De volta aos baldes, nunca eram suficientes para todas as moradoras lavarem suas roupas, sequer deixa-las de molho. Maya tinha uma forte tendência ao egoísmo, e desde o momento em que colocou duas peças de roupa brancas de molho e horas depois sua amiga perguntou-lhe, “posso usar o balde ou você pretende deixar o dia todo?” ela então decidiu que jamais passaria por aquilo novamente.
A verdade é que aquele sentimento ao mesmo tempo que forte foi bastante passageiro. Por aproveitar o pouco dinheiro de seus dois estágios para bancar seus pequenos luxos e suas saídas para festas, passou a ir em finais de semana alternados para a casa dos pais e lavar suas roupas sem precisar compartilhar os baldes coletivos da pensão.
Maya só veio a conseguir seu próprio balde anos depois quando recém formada, desempregada e caminhando na linha tênue da depressão.
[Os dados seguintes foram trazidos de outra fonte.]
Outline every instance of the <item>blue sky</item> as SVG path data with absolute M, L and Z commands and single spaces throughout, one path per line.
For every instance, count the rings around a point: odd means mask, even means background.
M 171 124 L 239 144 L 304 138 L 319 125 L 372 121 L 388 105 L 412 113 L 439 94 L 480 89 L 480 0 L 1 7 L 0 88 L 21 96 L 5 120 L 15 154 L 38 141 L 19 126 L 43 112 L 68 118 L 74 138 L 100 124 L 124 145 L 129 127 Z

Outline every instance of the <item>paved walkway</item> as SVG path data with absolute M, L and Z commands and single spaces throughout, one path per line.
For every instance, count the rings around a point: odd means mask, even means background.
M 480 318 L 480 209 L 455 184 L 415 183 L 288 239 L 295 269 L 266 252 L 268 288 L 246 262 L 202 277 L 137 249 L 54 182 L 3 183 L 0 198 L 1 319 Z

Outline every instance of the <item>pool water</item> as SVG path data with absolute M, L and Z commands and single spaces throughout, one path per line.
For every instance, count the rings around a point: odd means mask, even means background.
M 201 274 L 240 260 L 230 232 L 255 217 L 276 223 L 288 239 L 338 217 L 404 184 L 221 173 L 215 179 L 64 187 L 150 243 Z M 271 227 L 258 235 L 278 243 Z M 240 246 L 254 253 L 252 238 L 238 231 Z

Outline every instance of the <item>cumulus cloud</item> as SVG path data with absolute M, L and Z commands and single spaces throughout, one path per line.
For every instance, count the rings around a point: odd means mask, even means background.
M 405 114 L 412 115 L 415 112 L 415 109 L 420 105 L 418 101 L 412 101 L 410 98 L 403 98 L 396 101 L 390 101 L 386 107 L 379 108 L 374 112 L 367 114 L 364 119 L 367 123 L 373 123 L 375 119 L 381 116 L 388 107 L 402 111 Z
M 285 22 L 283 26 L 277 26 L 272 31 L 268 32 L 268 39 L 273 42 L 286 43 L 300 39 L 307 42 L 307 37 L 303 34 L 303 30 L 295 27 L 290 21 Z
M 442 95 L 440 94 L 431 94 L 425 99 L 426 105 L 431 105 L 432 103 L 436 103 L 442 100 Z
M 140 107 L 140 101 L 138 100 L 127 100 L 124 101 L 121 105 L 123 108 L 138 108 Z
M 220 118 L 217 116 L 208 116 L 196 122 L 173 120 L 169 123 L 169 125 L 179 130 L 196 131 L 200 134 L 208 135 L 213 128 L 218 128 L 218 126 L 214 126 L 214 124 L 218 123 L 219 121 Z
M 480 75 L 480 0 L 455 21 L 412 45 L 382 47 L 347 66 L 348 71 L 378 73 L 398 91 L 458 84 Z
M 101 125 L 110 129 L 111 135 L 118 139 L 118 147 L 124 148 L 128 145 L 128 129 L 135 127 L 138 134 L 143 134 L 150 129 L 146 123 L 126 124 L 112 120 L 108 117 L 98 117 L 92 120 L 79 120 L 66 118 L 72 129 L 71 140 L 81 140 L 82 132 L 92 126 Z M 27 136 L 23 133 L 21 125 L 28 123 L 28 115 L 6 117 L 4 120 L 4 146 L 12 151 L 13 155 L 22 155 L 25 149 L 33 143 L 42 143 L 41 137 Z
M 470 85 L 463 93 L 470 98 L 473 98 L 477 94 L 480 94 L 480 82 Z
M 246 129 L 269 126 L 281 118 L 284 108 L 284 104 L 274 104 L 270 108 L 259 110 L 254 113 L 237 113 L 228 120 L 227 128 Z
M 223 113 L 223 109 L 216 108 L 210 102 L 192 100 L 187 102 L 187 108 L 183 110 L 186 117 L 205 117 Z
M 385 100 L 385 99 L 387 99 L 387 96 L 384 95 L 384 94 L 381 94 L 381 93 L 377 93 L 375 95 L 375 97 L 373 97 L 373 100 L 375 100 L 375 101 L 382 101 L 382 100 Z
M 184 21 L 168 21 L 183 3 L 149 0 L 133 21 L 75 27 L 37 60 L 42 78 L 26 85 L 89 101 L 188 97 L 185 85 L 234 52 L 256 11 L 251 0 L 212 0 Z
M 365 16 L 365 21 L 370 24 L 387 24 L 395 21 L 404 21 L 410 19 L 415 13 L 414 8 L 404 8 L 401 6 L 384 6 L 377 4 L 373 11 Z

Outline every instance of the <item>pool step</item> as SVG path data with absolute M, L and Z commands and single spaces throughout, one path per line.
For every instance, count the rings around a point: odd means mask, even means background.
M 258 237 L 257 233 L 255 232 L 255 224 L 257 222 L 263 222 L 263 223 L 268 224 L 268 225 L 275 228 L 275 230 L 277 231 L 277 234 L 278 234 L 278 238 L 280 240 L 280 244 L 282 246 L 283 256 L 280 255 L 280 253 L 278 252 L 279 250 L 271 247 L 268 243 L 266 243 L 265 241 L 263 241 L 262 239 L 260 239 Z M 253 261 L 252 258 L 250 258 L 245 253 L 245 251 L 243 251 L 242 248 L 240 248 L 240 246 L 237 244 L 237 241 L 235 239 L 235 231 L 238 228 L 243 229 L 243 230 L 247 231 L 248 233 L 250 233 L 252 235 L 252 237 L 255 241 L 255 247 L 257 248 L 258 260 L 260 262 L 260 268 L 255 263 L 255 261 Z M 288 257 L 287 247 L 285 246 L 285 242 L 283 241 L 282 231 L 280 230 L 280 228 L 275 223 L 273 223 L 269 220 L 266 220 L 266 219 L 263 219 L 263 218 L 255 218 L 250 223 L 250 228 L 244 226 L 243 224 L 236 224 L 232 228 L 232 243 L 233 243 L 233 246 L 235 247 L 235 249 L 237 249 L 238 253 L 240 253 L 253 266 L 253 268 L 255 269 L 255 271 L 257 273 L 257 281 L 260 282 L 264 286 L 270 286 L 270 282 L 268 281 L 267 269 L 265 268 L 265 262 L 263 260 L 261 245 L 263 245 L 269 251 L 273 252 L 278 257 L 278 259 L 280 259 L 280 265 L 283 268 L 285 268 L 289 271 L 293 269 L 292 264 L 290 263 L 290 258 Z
A sua ansiedade e sua vontade de sumir só se agravavam a cada vez que lhe perguntavam até que horas ela usaria o balde.
Decidiu fazer algo por si mesma. Sem dinheiro algum, sem perspectivas de vida, no limbo da depressão e com pensamentos suicidas, ela tomou uma decisão. Eram os últimos centavos do pouco dinheiro que seus pais conseguiam lhe mandar para que não morresse de fome, naquela cidade em que eles acreditavam ser sua empreitada para o tão almejado sucesso... O que salvou Maya naquele momento, por mais absurdo que possa parecer, foi comprar o balde. Um balde verde, grande, com um arame grosseiro ao redor. O seu balde. Que ela usaria para o tempo de molho que lhe parecesse mais apropriado.
Quase 15 anos depois, o tal balde ainda existia, hoje no 5o apartamento em que morava desde os tempos da pensão. Quebrado, sem serventia e, cumprindo sua função, simbólico.